The resulting company, Sitter, went on to graduate from the Techstars startup accelerator program in 2017 and has raised about $2 million, she said.
Just before Christmas, however, Stiles emailed investors and said the company’s days were numbered.
“We informed our investors that we are going to be closing our operations,” Stiles told BusinessDen.
Last week, Sitter’s four employees moved out of their Industry coworking space. But Stiles said that email generated interest from potential acquirers.
“We are so overwhelmed and grateful for the outpouring of the support we have received from the Sitter community,” she said. “We’re continuing to operate the services they know and love while diligently working to find a long-term solution.”
Stiles declined to disclose Sitter’s revenue or how many users it has.
Stiles’ original intent was to make scheduling child care as simple as grabbing an Uber. While Stiles said parents loved the product — they could find sitters based on recommendations from friends — she realized they weren’t using the app as frequently as someone would use Uber, for example.
“In child care, it’s a different story because it’s not just a convenience thing,” she said. “Parents are tired. They don’t necessarily want to go out … it’s not just a convenience factor that limits parents. There’s a lot more that goes into it.”
Plus, booking a babysitter is more expensive than booking an Uber.
“The economics are such that rising minimum wages, which are a fabulous thing, increase the cost of sitters,” she said. “The parent pricing sensitivity is very high. It’s difficult for a person like us, who’s essentially a middleman, to make a whole lot of money off those margins. It’s just a difficult dynamic.”
All along, Stiles has also felt the pinch from some of the bigger players in the industry, specifically Care.com, Urban Sitter and Sittercity.com.
Sitter takes a 4 percent cut of babysitting transactions made through its app, Stiles said. But the company has experimented with different business models, at one point charging parents $50 per year and sitters $30 per year, to use its upgraded product.
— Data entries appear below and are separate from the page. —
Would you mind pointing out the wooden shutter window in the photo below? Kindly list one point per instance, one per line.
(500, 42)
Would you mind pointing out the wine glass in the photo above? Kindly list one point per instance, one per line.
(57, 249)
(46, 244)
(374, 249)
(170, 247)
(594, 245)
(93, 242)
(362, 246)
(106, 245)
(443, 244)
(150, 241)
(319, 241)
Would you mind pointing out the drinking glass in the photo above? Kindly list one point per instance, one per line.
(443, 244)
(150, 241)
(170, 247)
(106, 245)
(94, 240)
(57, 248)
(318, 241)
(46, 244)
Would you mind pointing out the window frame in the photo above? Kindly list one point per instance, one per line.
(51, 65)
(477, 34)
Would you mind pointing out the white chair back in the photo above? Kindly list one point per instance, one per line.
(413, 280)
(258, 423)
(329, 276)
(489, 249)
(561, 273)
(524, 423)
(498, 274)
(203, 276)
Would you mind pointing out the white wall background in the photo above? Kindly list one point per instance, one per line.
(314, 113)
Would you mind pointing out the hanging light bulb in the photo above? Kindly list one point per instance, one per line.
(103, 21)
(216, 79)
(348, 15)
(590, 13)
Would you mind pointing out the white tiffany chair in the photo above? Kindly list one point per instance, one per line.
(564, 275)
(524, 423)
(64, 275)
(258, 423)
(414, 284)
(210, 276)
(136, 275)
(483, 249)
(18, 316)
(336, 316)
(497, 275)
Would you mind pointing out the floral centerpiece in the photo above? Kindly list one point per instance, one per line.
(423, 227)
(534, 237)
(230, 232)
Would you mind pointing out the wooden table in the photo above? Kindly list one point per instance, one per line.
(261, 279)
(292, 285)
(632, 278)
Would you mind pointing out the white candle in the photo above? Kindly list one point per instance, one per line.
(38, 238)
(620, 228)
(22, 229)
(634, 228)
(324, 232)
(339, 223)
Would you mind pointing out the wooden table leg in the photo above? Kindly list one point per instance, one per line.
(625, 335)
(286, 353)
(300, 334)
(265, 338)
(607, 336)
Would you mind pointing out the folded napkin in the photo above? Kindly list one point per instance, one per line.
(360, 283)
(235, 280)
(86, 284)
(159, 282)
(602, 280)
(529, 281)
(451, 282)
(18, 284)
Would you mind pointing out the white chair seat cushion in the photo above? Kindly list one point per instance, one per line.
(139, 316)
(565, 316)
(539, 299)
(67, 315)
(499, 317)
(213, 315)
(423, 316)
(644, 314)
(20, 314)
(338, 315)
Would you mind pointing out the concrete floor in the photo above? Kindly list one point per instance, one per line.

In December 2017, the company also began selling its software to nanny and child care agencies, in addition to running the app.
“Given the situation and the circumstances, we were constantly learning and changing,” Stiles said. “You play your cards and you try to make the best of it.
“When I look at the future and our options, I just didn’t see a good return for our investors.”
Sitter’s local investors include Rockies Venture Club, Mergelane, Batshit Crazy Ventures and Kokopelli Capital, according to the company’s website.